By using these external standards, RNA-Seq pipelines running on Oxford Nanopore Technologies™ and Pacific Biosciences™ long-read platforms can finally be assessed for their performance in analyzing RNAs matching and exceeding the average mRNA length in eukaryotes. The currently available spike-in RNAs do not exceed 2.5 kb in length. Hence, only with the long SIRVs aspects such as processivity of reverse transcription and direct RNA-Seq, PCR length bias, full-length coverage, length restrictions during purifications, and performance of data analysis pipelines can be assessed and validated. On short-read platforms such as Illumina®, the handling of long RNAs by the respective library preparation methods and the re-assembly of these lengthy transcripts by the data analysis pipeline can be monitored.

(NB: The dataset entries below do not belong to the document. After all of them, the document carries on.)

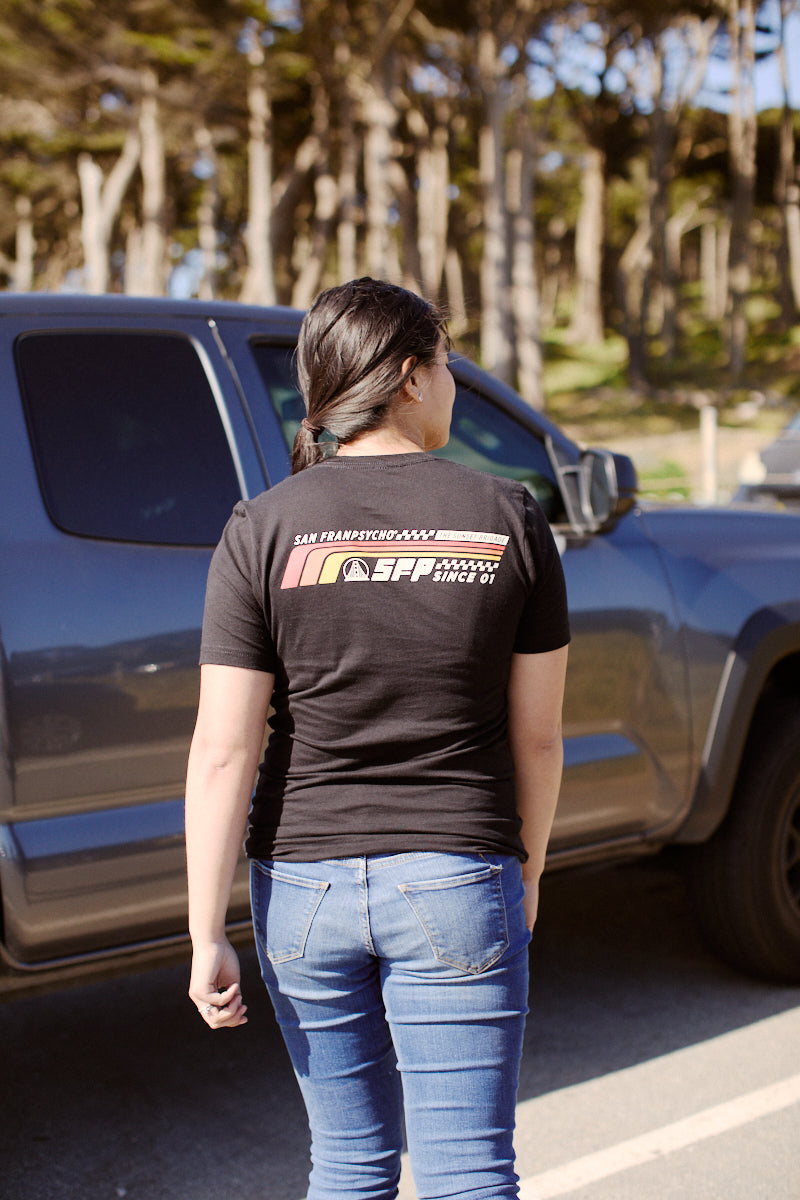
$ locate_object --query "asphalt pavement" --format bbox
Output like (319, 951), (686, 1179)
(0, 863), (800, 1200)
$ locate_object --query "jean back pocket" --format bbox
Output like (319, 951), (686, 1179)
(399, 865), (509, 974)
(252, 862), (330, 962)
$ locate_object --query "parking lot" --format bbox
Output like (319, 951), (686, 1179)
(0, 863), (800, 1200)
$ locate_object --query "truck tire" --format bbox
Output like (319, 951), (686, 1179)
(690, 703), (800, 983)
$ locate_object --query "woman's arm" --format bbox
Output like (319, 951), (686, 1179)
(186, 666), (275, 1028)
(509, 646), (567, 929)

The long SIRV module is available in Lexogen’s SIRV-Set 4 in combination with two other modules, the SIRV Isoforms and the ERCC Mix. The 69 SIRV isoforms (mapping to 7 gene loci) comprehensively reflect splicing and transcriptional complexity, and the 92 ERCC transcripts cover the abundance aspect of transcriptome complexity by spanning a concentration range of 6 orders of magnitude (Fig. 1A). The long SIRVs and the SIRV Isoforms are present in equimolar concentrations in SIRV-Set 4, thereby clearly assigning the isoforms, concentration, length aspects of transcriptome complexity (Fig. 1B) to individual modules.
Figure 1. A) Isoform and abundance complexity and B) Length complexity in SIRV-Set 4. The SIRV isoform and ERCC transcripts control for two main dimensions of transcriptome complexity: isoforms and abundance, and the long SIRVs add controls for length complexity.

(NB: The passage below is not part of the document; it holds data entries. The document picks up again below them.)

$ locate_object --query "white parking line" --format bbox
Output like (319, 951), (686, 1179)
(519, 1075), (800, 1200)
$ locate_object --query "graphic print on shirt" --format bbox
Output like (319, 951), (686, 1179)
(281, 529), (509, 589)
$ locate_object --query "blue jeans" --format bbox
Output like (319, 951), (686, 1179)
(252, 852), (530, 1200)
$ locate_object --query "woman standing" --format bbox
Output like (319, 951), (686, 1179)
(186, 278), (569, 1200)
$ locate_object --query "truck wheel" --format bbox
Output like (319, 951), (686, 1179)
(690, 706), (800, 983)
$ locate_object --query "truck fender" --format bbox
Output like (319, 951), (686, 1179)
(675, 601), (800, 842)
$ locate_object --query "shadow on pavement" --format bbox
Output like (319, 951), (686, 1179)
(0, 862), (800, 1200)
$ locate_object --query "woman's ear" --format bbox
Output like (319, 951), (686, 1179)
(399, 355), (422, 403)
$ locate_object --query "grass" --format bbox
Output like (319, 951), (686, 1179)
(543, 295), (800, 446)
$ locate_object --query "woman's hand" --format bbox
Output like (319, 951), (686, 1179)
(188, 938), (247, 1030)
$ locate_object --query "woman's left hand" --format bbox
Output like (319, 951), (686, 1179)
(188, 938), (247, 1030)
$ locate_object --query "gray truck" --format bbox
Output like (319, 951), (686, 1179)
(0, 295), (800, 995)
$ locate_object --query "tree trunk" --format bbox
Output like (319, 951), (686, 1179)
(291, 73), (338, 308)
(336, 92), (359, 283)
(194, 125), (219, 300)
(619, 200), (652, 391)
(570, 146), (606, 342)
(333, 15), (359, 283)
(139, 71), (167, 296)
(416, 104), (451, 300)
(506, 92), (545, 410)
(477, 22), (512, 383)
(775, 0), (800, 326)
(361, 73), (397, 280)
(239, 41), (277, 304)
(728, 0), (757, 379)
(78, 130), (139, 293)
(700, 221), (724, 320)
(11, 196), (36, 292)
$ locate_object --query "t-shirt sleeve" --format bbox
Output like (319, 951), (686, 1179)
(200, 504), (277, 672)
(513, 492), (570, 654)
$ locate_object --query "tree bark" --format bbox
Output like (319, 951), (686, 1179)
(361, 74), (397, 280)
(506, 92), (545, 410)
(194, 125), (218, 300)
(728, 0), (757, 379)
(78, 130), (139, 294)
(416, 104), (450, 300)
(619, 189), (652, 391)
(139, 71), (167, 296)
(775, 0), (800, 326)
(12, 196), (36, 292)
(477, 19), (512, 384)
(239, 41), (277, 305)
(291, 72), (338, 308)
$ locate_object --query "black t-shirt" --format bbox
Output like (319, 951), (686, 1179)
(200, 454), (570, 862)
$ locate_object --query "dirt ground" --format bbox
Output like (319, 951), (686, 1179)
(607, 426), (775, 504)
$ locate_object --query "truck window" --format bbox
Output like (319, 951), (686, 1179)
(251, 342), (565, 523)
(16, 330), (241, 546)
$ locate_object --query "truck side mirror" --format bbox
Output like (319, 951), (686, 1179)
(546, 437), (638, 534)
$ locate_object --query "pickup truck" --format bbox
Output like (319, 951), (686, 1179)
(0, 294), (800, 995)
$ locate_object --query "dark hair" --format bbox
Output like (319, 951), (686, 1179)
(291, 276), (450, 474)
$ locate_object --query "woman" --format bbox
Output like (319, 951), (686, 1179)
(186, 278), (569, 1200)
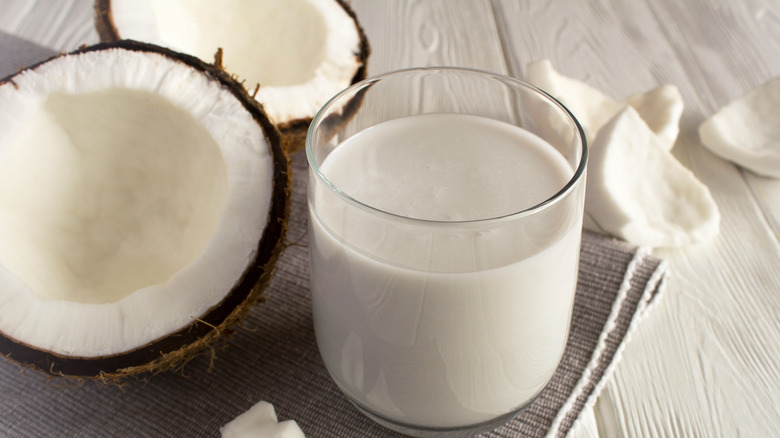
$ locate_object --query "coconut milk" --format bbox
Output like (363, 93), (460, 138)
(309, 114), (581, 428)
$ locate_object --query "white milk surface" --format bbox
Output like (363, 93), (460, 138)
(310, 114), (580, 428)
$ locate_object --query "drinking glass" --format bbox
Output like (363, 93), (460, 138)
(306, 68), (588, 436)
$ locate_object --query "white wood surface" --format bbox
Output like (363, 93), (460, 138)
(0, 0), (780, 437)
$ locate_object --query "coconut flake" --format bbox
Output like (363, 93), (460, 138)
(220, 401), (304, 438)
(527, 59), (683, 150)
(699, 76), (780, 178)
(585, 106), (720, 247)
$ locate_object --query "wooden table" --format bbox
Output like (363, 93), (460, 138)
(0, 0), (780, 437)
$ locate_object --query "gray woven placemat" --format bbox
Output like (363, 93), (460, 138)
(0, 34), (666, 438)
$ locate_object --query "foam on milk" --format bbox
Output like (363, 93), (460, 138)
(310, 114), (580, 427)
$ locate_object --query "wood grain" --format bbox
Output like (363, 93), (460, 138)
(0, 0), (780, 437)
(496, 1), (780, 437)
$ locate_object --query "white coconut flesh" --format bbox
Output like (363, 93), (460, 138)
(0, 49), (274, 357)
(106, 0), (361, 123)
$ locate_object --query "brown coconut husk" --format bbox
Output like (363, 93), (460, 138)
(0, 40), (292, 383)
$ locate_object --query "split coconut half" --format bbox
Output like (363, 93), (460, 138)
(95, 0), (369, 152)
(0, 41), (290, 380)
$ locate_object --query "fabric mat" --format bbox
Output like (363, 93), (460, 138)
(0, 33), (666, 438)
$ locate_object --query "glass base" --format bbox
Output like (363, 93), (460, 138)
(347, 396), (528, 438)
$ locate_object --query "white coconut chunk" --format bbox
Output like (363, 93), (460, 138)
(699, 76), (780, 178)
(527, 59), (683, 150)
(626, 84), (685, 150)
(585, 106), (720, 247)
(0, 49), (274, 357)
(111, 0), (361, 123)
(220, 401), (304, 438)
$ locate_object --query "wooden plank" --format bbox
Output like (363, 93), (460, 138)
(0, 0), (99, 51)
(495, 0), (780, 436)
(352, 0), (506, 75)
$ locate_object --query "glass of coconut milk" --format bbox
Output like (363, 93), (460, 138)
(306, 68), (587, 436)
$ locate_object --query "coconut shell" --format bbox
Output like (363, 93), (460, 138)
(95, 0), (371, 154)
(0, 40), (292, 382)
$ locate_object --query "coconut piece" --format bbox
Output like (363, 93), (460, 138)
(699, 76), (780, 178)
(626, 84), (685, 151)
(0, 41), (291, 381)
(585, 106), (720, 247)
(219, 401), (304, 438)
(95, 0), (369, 152)
(527, 59), (683, 150)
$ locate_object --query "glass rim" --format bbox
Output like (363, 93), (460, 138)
(304, 67), (588, 226)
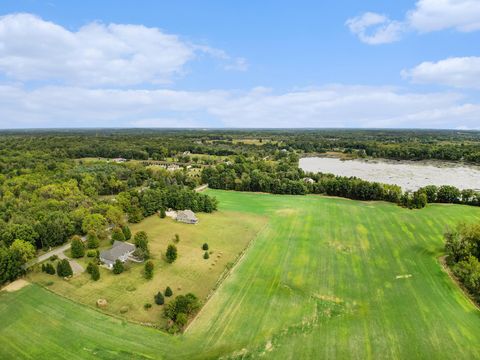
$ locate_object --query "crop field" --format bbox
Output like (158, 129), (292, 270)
(28, 211), (267, 326)
(0, 190), (480, 359)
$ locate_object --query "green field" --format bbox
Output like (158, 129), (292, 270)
(0, 191), (480, 359)
(27, 210), (267, 327)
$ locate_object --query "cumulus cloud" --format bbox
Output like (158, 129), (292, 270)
(346, 0), (480, 45)
(0, 85), (480, 128)
(402, 56), (480, 89)
(0, 14), (243, 86)
(346, 12), (404, 45)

The sequences of all SIRV and ERCC transcripts do not overlap (in a relevant search window) with any transcript annotated in public data bases; NGS reads derived from spike-in RNAs can therefore be uniquely assigned to the “SIRVome”, the entirety of the annotated spike-in sequences (Fig. 2).
Figure 2. SIRV modules. The SIRV isoforms, single-isoform transcripts (ERCCs), and long SIRVs are synthetic RNA molecules that mimic three aspects of transcriptome complexity, isoforms, abundance, and transcript length. The SIRVome is the corresponding artificial reference genome.
Usually, only 1% of all sequencing reads needs to be dedicated to the SIRVs for a comprehensive assessment, and since a tube with 10 µl SIRV-Set 4 is sufficient to spike 1000s of samples, all samples in an experiment can be routinely spiked to determine concordance of the resulting data sets.